Weil nach dem Unglück ein Kran auf die neue Brücke zu stürzen drohte, blieb die A1 stundenlang gesperrt.
Tödlicher ArbeitsunfallJetzt ermittelt die Polizei – Was geschah auf der Leverkusener Rheinbrücke?
Zwölf Männer in orangefarbenen Warnwesten, blaue Arbeitshelme auf dem Kopf, stehen am Donnerstag gegen 9.30 Uhr auf der Baustelle unterhalb der neuen Leverkusener Rheinbrücke in Köln-Merkenich.

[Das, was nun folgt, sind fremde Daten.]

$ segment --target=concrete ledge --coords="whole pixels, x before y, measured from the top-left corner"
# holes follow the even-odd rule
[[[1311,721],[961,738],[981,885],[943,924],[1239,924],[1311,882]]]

Manche rauchen eine Zigarette, andere trinken Wasser aus Plastikflaschen, die meisten starren vor sich ins Leere. Einer lehnt an einer Wand, er hält sein Gesicht mit der linken Hand bedeckt.
Eine Stunde zuvor ist einer ihrer Kollegen bei einem Arbeitsunfall auf dem alten, stillgelegten Teil der Leverkusener Autobahnbrücke ums Leben gekommen. Er wurde 22 Jahre alt. Zwei weitere Arbeiter wurden lebensgefährlich, vier leicht verletzt. Die etwa 30 Männer mit den blauen Helmen waren in der Nähe, einige standen unmittelbar daneben und haben alles mitangesehen. Laut Polizei haben manche einen Schock erlitten. Notfallseelsorger gehen jetzt von einem zum anderen und bieten Gespräche an.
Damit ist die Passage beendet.